Asthma is an inflammatory disorder of the airways resulting from an immune response to allergens
or triggers, causing inflammation and bronchoconstriction( Burchum&Rosenthal,2022).Peter was
diagnosed with asthma when he was three years old. This diagnosis suggests that he has a history of
airway hyperresponsiveness and inflammation, which puts him at a greater risk for acute asthma
exacerbations. Therefore, mild trigger factors like allergens or respiratory infections, could trigger an
acute inflammatory response in Peters' airways and cause intense bronchoconstriction. As a result,
his airways become constricted and narrow, which leads to increased resistance in airflow and
excessive mucus production. This has caused Peter to experience various clinical symptoms, such as
tachypnoea, hypoxia, and hypoxemia; using accessory muscles; and respiratory acidosis, wheezing,
And hyperinflation of the lungs (Barnes,2018) The pathophysiology of acute exacerbations of
Asthma involves the binding of allergens to dendritic cells, which are specialised macrophages in the
airway epithelium. These cells play a role in engulfing microorganisms and activating CD4TH2 helper
cells. The release of chemical mediators known as interleukins by these helper cells stimulates two
types of immune cells: plasma cells and eosinophils.

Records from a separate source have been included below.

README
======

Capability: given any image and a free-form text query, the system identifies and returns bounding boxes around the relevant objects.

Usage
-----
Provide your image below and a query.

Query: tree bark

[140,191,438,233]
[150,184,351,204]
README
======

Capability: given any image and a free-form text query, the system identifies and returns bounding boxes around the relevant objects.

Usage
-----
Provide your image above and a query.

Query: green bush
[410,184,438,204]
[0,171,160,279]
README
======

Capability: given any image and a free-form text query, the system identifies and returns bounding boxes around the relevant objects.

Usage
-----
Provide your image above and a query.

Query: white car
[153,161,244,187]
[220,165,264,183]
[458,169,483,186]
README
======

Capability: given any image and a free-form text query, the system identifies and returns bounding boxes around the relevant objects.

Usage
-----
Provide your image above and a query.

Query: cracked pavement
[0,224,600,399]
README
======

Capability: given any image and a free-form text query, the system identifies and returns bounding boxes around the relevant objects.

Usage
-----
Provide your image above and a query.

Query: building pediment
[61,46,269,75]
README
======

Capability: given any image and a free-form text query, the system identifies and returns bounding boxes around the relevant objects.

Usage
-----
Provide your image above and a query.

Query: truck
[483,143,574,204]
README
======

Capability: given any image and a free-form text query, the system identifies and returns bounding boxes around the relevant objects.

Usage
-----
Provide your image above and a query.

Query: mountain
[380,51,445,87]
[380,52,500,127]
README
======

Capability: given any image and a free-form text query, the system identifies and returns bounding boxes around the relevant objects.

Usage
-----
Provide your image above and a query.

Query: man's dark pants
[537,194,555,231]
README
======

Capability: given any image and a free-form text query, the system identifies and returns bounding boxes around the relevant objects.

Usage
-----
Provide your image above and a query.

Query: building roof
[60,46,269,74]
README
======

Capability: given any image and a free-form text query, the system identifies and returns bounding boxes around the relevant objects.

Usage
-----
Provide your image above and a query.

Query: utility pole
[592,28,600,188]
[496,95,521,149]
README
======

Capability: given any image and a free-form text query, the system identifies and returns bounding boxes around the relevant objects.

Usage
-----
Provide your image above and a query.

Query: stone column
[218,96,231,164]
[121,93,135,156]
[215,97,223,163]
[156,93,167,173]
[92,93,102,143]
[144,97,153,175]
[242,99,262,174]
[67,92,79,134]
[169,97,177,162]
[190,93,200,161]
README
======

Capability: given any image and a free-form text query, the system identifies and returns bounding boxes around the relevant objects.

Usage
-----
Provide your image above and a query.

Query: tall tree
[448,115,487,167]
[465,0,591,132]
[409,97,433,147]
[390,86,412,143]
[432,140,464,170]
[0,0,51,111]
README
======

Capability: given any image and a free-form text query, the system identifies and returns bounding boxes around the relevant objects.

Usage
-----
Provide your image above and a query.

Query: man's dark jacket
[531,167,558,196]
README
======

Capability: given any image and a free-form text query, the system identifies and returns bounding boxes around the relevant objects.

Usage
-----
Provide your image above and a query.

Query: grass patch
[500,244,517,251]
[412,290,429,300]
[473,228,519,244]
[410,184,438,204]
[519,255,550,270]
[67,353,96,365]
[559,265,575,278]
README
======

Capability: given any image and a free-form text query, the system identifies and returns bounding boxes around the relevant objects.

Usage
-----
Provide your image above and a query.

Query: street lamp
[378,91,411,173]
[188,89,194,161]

Eosinophils release inflammatory mediators such as cytokines and leukotrienes, while plasma cells
activate mast cells through IgE-mediated activity using immunoglobulin E. This binding process leads
to mast cell degranulation, resulting in the release of toxic granules that contain strong inflammatory
mediators like histamine, leukotriene, and prostaglandins.Ultimately, this cascade of events leads to
an increase in inflammatory mediators within the patient's system (Craft et al., 2019) This excess of
inflammatory mediators causes mucosal inflammation. Consequently, the mucosal lumen, the
empty passage through which air enters the lung, becomes narrow or constricted due to mucosal cell
oedema. This limited passage results in a wheeze-like whistling as air tries to force its way through
the obstruction. During episodes of acute asthma exacerbations. Inflammation occurs in the alveoli
and capillary cells. This inflammation limits the exchange of gases, leading to reduced diffusion of
oxygen and carbon dioxide. Consequently, hypoxemia occurs, which is characterised by a decrease in
the amount of oxygen present in the blood and a diminished ability for oxygen to reach the organs'
tissues, resulting in tissue-level hypoxia. Additionally, inadequate ventilation in lung segments due to
mucosal secretion and edoema further compounds the issue by causing poor ventilation. As a result,
this alters the overall ventilation perfusion ratio and leads to a V/Q mismatch. Due to limitations in
the airways, the oxygen partial pressure decreases in arterial blood, leading to increased levels of
CO2. Asthma causes bronchoconstriction, which restricts gas exchange and causes haemoglobin to
lose its affinity for oxygen. As a result. There is a reduction in the partial pressure of arterial oxygen
and the saturation level of SPO2. The chemoreceptor detects these low oxygen levels and activates
the respiratory centre in the medulla oblongata to compensate by increasing the respiratory
rate(Adrianne Dill Linton & Mary Ann Matteson, 2019) . In addition, inflammatory changes and
mucous production limit the patients' elastic recoil, necessitating the use of accessory muscles such
as shoulder muscles for breathing. Inflammatory mediators cause air trapping, resulting in impaired
expiration and decreased air trapping. This leads to hyperinflated lungs, V/Q mismatch, hypoxemia,
and hypercapnia, as well as shortness of breath and physiological changes. Peter’s blood gas analysis
reveals commonly observed elevated carbon dioxide levels and decreased oxygen levels, which can
be attributed to inadequate ventilation caused by air flow limitation. This limitation results in
impaired gas exchange and respiratory acidosis (Hales, 2019).